DS does Trinity Jazz syllabus for clarinet and saxophone - because his route into music was via jazz.
However both the county senior jazz band, and, perhaps more surprisingly given Pirate's comments, the county senior youth orchestra, are equally happy to accept his qualifications as showing he is of a high standard.
It seems to me that the technique you acquire is down to your teacher - a good teacher will teach correct technique whatever pieces it is applied to.
Where the two differ - noting that DS has chosen the jazz route for Trinity, not the classical one - is the range of skills he is required to / has the choice to show on top of the pieces. Studies based on scales / arpeggios rather than scales / arpeggios themselves. Musical knowledge and improvisation as options rather than aural tests. The style of the sight reading.
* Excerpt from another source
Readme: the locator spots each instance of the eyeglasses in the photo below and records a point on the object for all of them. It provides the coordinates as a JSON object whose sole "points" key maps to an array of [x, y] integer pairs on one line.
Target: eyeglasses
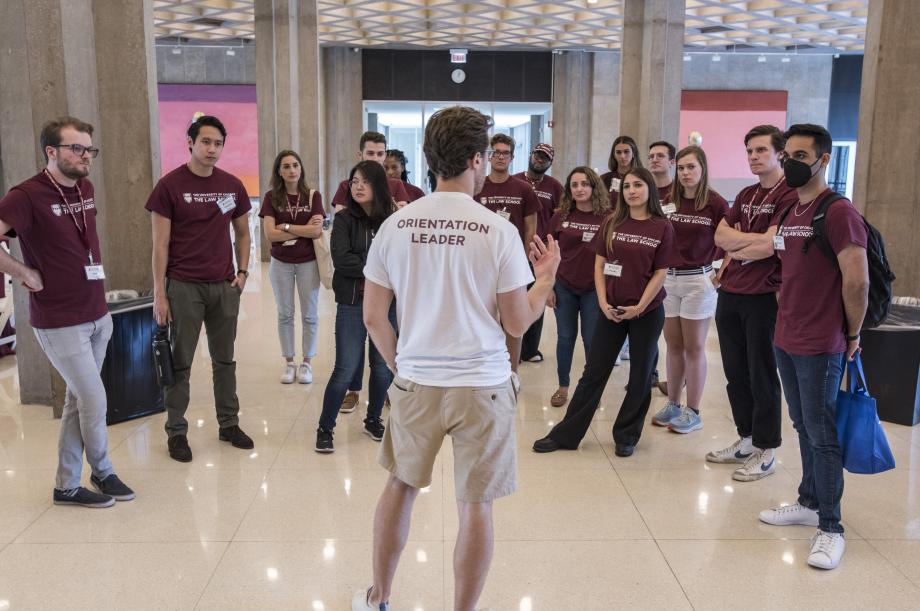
{"points": [[79, 150]]}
It seems to me that, as long as the teacher teaches sound technique, the choice of board is down to the preference / target of the child concerned. I also have a dancing daughter, who does ISTD Imperial Classical Ballet (the 'Trinity' option of the dance world) rather that RAD (the ABRSM option). The grades are equivalent, on average - harder at some points, slightly easier at others - but one depends critically on the knowledge and skills to be able to dance unknown dances set on the day by the examiner, the other on absolutely perfect execution of standard set exercises. They are not 'greater' or 'lesser' skills, just different, and will give the examinee a slightly different skill set in their future life.
My understanding of Trinity / ABRSM is similar - a jazz musician doing Trinity will have the skills needed for jazz playing - improvisation etc - to a greater degree than a musician doing ABRSM. However the latter will have greater experience of strictly 'classical' aspects of music such as aural tests. Which a child does should be dictated, to an extend, by their musical ambitions.